~/projects.md

Projects

Things I’ve built. Roughly ordered by how interesting I find them.


dotfiles

Nix. My entire system configuration, declaratively managed with NixOS flakes.
Spans multiple machines, each with its own hardware profile. Full-disk encryption
via LUKS with FIDO2 token auth, secrets managed through sops-nix with age keys,
and a custom Neovim build. The kind of setup where reinstalling the OS takes ten
minutes and everything is exactly how you left it.


ROS

Rust. A hobby x86_64 kernel. #![no_std], #![no_main], custom target
spec, the works. The kernel initialises a full IDT covering every x86_64
exception (divide error through security exception) plus hardware interrupts for
the PIT timer, keyboard, and RTC, all using Rust’s extern "x86-interrupt" ABI.

Memory is managed with a fixed-size block allocator (9 size classes, 8 to 2048
bytes) that falls back to a linked-list allocator for larger requests.
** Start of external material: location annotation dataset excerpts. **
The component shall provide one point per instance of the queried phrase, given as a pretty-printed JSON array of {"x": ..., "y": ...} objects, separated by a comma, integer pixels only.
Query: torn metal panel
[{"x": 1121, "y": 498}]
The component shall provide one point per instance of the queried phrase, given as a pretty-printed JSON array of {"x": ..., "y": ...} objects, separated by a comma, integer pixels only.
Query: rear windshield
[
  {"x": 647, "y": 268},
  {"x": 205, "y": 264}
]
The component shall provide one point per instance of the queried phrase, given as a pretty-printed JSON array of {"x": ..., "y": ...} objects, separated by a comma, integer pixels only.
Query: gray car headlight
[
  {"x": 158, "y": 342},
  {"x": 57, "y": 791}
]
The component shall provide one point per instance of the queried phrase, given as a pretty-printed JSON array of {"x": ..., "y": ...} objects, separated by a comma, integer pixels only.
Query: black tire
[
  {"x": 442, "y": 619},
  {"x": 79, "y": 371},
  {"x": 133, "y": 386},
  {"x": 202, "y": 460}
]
Two
earlier designs, bump and plain linked-list, are still in the codebase.
Heap lives at 16 TiB virtual and is mapped at boot using the bootloader’s
page table info.

The scheduler is a cooperative async executor built directly on Rust’s
Future/Poll. Tasks are stored in a BTreeMap, woken by pushing IDs into a
lock-free ArrayQueue. sleep_if_idle does enable_and_hlt atomically to
avoid the interrupt-check race.

Also has an ATA disk driver, a VGA text buffer, CMOS RTC and PIT timekeeping,
and a FAT filesystem implementation with boot sector parsing, cluster chain
traversal, and directory entry reads. Tests run in QEMU, exiting via port 0xF4
with results over serial.


fft-rs

Rust. An iterative Cooley-Tukey radix-2 FFT with a hand-rolled complex
number type. The core is a bit-reversal permutation followed by in-place
butterfly passes, no recursion, no heap allocation per call. Twiddle factors
are precomputed by incrementally multiplying a step complex number rather than
calling cos/sin in a loop, so the cache costs one trig evaluation regardless
of transform size. The Complex type uses mul_add for fused multiply-add in
the butterfly, and the butterfly loop is structured for cache locality.
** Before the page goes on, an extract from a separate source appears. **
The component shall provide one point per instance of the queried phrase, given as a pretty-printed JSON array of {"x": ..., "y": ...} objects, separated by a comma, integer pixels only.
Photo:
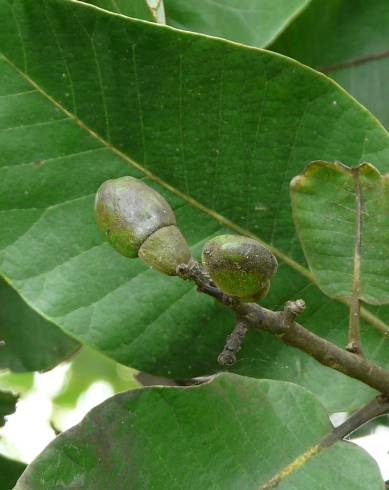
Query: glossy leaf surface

While working on this I independently arrived at something I was calling “weird
half-numbers”: numbers with two parts, like coordinates, where multiplying them
together rotates you instead of just scaling. Multiply one by itself and you end
up pointing in a completely different direction. A mathematician friend informed
me I had accidentally rediscovered the complex plane.


Lithium

Rust. A programming language with Rust-inspired syntax (fn, let, : for
type annotations, -> for return types). The pipeline runs lexer to recursive
descent parser to semantic analyzer. The parser produces a typed AST covering
all the usual statement forms: variable and function declarations, if/else,
while, C-style for, break/continue/return, and blocks. The semantic analyzer
walks the AST with a visitor, maintains a scope stack, and catches undefined
symbols, uninitialized variable reads, and assignments to function names.
Writing a language front-end forces you to actually understand how scoping rules
work rather than just using them.


RSE

Rust. A search engine from scratch: async crawler, Snowball stemmer, and a
PageRank-inspired ranker, backed by Postgres. Two services sharing a common crate.
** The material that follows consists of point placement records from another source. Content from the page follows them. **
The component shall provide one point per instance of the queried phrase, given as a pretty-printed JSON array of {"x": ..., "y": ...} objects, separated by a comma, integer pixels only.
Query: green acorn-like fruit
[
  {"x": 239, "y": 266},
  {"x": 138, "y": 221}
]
The crawler runs three concurrent Tokio pipelines behind a control loop: one
channel feeds URLs to scrapers, scrapers emit Website items into a second
channel for processors, and a third channel carries discovered URLs back to the
control loop. A Barrier synchronises shutdown. Each domain’s robots.txt is
fetched once and cached in a RwLock<HashMap>. The processor strips <script>
and <style> nodes from the DOM, collects body text, lowercases and de-punctuates
it, then stems every word with a Snowball stemmer selected by the page’s
<html lang="..."> attribute (15 languages). Stemmed word frequencies, forward
links with counts, and page metadata are written to Postgres via Diesel.

The search server stems the query the same way as indexing, looks up pages
with matching keyword stems, then scores them in two passes: a TF-style relevance
score (sum of keyword_freq * query_term_freq) and a PageRank pass that
accumulates weighted backlink scores. Results are sorted by the combined rank.